What is the point of acknowledging a stereotype, if recognition doesn’t lead to anything? Merely observing something is not the same as satirising it.
The film’s now-famous opening credits incorporate mention of various superhero stereotypes. In a freeze-frame opening shot, director Tim Miller crawls around bodies embroiled in a car crash, revealing various sight gags (like Deadpool giving a man a wedgie) as the tableau is gradually disclosed. We are told that this is “some douchebag’s film,” which includes “a hot chick,” “a British villain,” “the comic relief” and “a CGI character.”
Miller entrusts his story to these characters, adding nothing to the base self-awareness encapsulated in that opening moment. What is the point of acknowledging a stereotype, if recognition doesn’t lead to anything? Merely observing something is not the same as satirising it. This reminded me of a problem evident in the recent Red Sparrow, and other films of its ilk (confronting, violent, female-led) which mistake depicting misogyny for being anti-misogynistic. They are not the same thing. Filmmakers are kidding themselves if they believe showing something is the same as deconstructing it.

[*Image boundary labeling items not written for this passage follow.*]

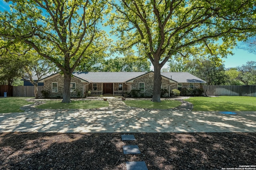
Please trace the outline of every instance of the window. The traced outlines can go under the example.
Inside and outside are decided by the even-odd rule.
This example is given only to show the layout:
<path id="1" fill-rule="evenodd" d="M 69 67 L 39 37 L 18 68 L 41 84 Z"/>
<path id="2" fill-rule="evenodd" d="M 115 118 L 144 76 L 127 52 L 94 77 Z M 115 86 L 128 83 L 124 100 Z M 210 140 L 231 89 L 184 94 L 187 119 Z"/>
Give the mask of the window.
<path id="1" fill-rule="evenodd" d="M 70 92 L 75 92 L 75 89 L 76 89 L 76 83 L 71 82 L 70 83 Z"/>
<path id="2" fill-rule="evenodd" d="M 182 91 L 182 83 L 178 83 L 178 90 L 180 91 Z"/>
<path id="3" fill-rule="evenodd" d="M 122 83 L 118 83 L 118 91 L 123 91 Z"/>
<path id="4" fill-rule="evenodd" d="M 194 90 L 194 83 L 189 84 L 189 89 L 191 90 Z"/>
<path id="5" fill-rule="evenodd" d="M 145 84 L 144 83 L 139 83 L 139 90 L 140 92 L 145 92 Z"/>
<path id="6" fill-rule="evenodd" d="M 97 83 L 93 83 L 92 84 L 92 90 L 93 91 L 97 91 Z"/>
<path id="7" fill-rule="evenodd" d="M 58 92 L 58 83 L 52 83 L 52 92 L 53 93 Z"/>

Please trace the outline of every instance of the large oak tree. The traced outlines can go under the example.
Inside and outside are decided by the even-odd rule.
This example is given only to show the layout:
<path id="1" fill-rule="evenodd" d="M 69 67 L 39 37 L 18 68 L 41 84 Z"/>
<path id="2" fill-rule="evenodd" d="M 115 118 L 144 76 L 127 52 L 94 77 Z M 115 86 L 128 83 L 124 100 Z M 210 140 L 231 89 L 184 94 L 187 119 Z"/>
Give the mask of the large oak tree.
<path id="1" fill-rule="evenodd" d="M 0 37 L 8 39 L 6 45 L 28 45 L 62 71 L 62 102 L 70 102 L 72 74 L 95 51 L 94 43 L 108 43 L 98 25 L 107 11 L 104 0 L 13 0 L 10 12 L 0 13 Z"/>
<path id="2" fill-rule="evenodd" d="M 117 46 L 124 50 L 136 45 L 154 66 L 153 102 L 160 102 L 160 70 L 171 57 L 190 53 L 225 57 L 229 47 L 252 36 L 255 29 L 254 0 L 109 0 L 109 3 L 115 9 L 109 24 L 119 38 Z"/>

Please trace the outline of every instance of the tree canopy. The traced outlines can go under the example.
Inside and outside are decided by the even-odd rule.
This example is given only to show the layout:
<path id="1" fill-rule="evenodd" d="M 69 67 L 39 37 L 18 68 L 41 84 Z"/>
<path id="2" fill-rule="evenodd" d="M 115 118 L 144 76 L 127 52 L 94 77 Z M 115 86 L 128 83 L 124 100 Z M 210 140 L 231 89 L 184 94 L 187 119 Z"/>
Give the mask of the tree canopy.
<path id="1" fill-rule="evenodd" d="M 109 24 L 121 50 L 136 46 L 154 66 L 153 102 L 160 102 L 160 70 L 172 56 L 225 57 L 255 30 L 255 0 L 121 0 Z M 218 42 L 217 42 L 218 41 Z M 189 53 L 188 53 L 189 52 Z"/>
<path id="2" fill-rule="evenodd" d="M 72 72 L 95 51 L 94 45 L 109 44 L 105 32 L 99 28 L 108 12 L 106 2 L 14 0 L 11 3 L 11 12 L 0 13 L 0 37 L 7 40 L 6 45 L 26 44 L 55 63 L 64 75 L 62 102 L 70 102 Z"/>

Deadpool’s opening credits clearly announce it as a postmodern movie, engaged in the act of drawing attention to conventions. The best part of its playful narrative approach emerges not from the fingering of stereotypes, however, or the gimmicky fourth-wall-breaking elements (such as the character removing bubblegum from the camera lens) but from its non-linear structure.

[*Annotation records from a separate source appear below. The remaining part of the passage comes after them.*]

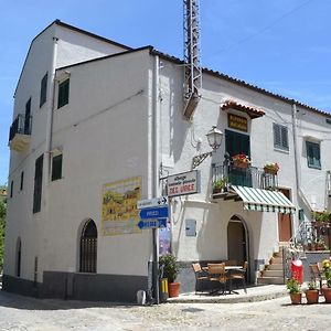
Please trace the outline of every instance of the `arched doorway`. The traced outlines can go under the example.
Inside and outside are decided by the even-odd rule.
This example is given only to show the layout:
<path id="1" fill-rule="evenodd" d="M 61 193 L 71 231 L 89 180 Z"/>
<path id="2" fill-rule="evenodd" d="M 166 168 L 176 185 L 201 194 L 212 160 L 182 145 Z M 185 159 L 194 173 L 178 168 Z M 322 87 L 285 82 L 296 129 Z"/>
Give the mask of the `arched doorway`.
<path id="1" fill-rule="evenodd" d="M 88 220 L 82 231 L 79 246 L 79 273 L 96 273 L 97 228 L 93 220 Z"/>
<path id="2" fill-rule="evenodd" d="M 237 265 L 248 261 L 248 232 L 246 224 L 237 216 L 232 216 L 227 224 L 227 258 Z"/>

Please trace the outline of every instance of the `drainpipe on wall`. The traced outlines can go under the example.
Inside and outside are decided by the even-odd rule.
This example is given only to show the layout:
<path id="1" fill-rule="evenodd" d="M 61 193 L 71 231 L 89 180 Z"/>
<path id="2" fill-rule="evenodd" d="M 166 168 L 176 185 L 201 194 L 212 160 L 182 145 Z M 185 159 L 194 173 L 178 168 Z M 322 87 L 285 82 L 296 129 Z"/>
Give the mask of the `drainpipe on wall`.
<path id="1" fill-rule="evenodd" d="M 44 149 L 44 167 L 43 167 L 43 183 L 42 183 L 42 196 L 43 196 L 43 209 L 44 214 L 47 213 L 49 209 L 49 185 L 50 185 L 50 170 L 51 170 L 51 146 L 52 146 L 52 127 L 53 127 L 53 108 L 54 108 L 54 86 L 55 86 L 55 68 L 56 68 L 56 58 L 57 58 L 57 41 L 56 36 L 53 38 L 53 58 L 51 64 L 51 71 L 49 72 L 49 86 L 47 86 L 47 106 L 46 106 L 46 138 L 45 138 L 45 149 Z M 45 223 L 40 224 L 41 235 L 41 247 L 39 252 L 43 252 L 46 247 L 45 242 Z M 38 257 L 36 257 L 38 258 Z M 40 257 L 39 265 L 42 265 L 43 261 Z M 41 266 L 42 268 L 42 266 Z M 35 270 L 38 277 L 38 270 Z M 41 275 L 42 276 L 42 275 Z M 36 279 L 38 280 L 38 279 Z M 42 279 L 40 279 L 42 281 Z"/>
<path id="2" fill-rule="evenodd" d="M 44 207 L 47 210 L 49 204 L 49 181 L 51 173 L 51 149 L 52 149 L 52 135 L 53 135 L 53 113 L 54 113 L 54 99 L 55 99 L 55 70 L 56 70 L 56 58 L 57 58 L 57 42 L 58 38 L 53 38 L 53 58 L 52 58 L 52 70 L 49 75 L 50 84 L 47 89 L 47 122 L 46 122 L 46 140 L 45 140 L 45 157 L 44 157 Z"/>
<path id="3" fill-rule="evenodd" d="M 292 105 L 292 131 L 293 131 L 293 145 L 295 145 L 295 167 L 296 167 L 296 189 L 300 191 L 300 161 L 298 156 L 298 136 L 297 136 L 297 105 Z"/>
<path id="4" fill-rule="evenodd" d="M 152 197 L 159 196 L 159 56 L 154 55 L 152 77 Z M 159 298 L 159 228 L 152 229 L 153 252 L 153 298 L 160 303 Z"/>
<path id="5" fill-rule="evenodd" d="M 303 201 L 303 203 L 311 210 L 310 203 L 301 190 L 301 167 L 300 167 L 300 160 L 299 160 L 299 153 L 298 153 L 297 105 L 296 105 L 296 103 L 292 104 L 292 131 L 293 131 L 293 145 L 295 145 L 295 167 L 296 167 L 297 194 Z"/>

After that initial vision of the car accident, Miller goes back in time to reveal events immediately preceding it. The film returns to the scene of the accident fifteen minutes in, then goes back in time again, this time even further, detailing Deadpool’s origins. It returns again to the introductory scene, 36 minutes in, then goes back again, then returns once more, finally, just over an hour into the running time. The structuring of the screenplay (by Rhett Reese and Paul Wernick) is unquestionably inventive.

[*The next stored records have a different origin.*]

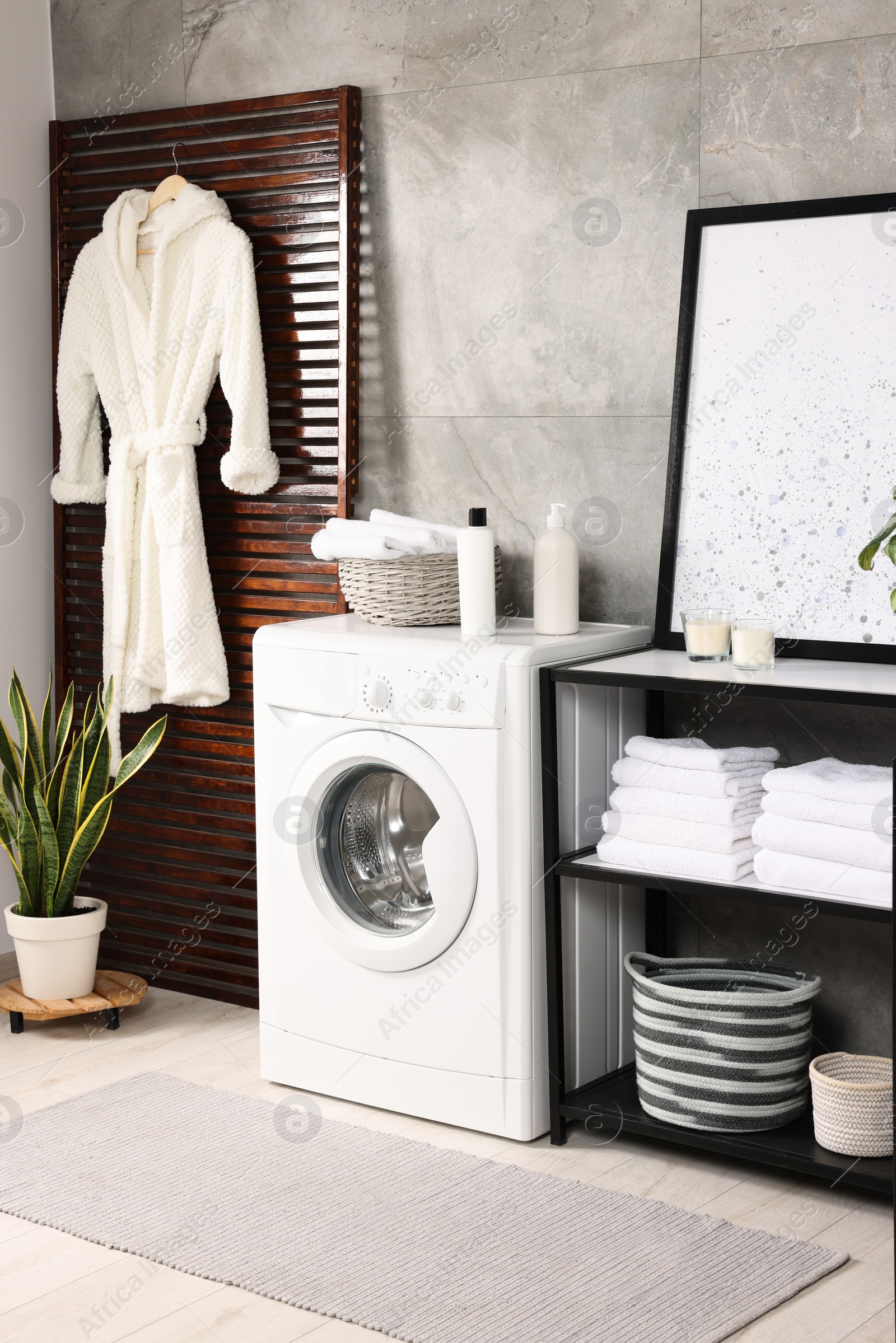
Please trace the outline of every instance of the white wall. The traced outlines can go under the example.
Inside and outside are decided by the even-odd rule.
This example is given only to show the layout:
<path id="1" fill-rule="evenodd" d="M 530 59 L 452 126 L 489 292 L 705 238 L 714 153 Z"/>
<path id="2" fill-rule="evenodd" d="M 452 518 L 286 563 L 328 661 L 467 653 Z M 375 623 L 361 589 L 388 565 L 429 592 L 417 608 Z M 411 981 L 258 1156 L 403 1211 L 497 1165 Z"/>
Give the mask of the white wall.
<path id="1" fill-rule="evenodd" d="M 0 0 L 0 712 L 12 727 L 11 666 L 43 702 L 52 650 L 48 0 Z M 7 201 L 23 218 L 15 242 Z M 0 851 L 0 907 L 13 900 Z M 11 950 L 0 923 L 0 952 Z"/>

The constant jokes are hit and miss, but the idea that an appreciation of comedy can prevail in every circumstance, as an extreme kind of coping mechanism, is appealing.
On repeat viewing this emerged as my second favourite aspect of the film, behind its messages about humour as a kind of ultra-resilient stubbornness. In particular, comedy’s ability to offset and even critically analyse any circumstance, even and especially the darkest. When Wade Wilson (the man who becomes Deadpool) undertakes an experimental medical procedure that gives him super abilities, he suffers through an intense period of torture, marking a genuinely uncomfortable change in the film’s tone. He is told by the aforementioned British villain that “the one thing that never survives this place is a sense of humour.”
His sense of humour does survive, of course. We are reminded of this in virtually every sequence – from pop culture references to vainglorious one-liners to vision of the protagonist masturbating over, or with, a toy unicorn. The constant jokes are hit and miss, but the idea that an appreciation of comedy can prevail in every circumstance, as an extreme kind of coping mechanism, is appealing. On some levels I appreciate the film more after a second viewing, but do I actually like it?
I’m still caught between grudging admiration and burning hatred. Deadpool is nowhere near as smart as it thinks it is; Miller mistakes attitude for intelligence. And yet the director audaciously fuses the personality of his protagonist with the movie’s form and structure. Rarely does a film so strikingly match the manner of its protagonist with the method of its construction. This might have appealed to me on a higher level, if I didn’t think of the superhero in question as nothing more than a motor-mouthed jackass.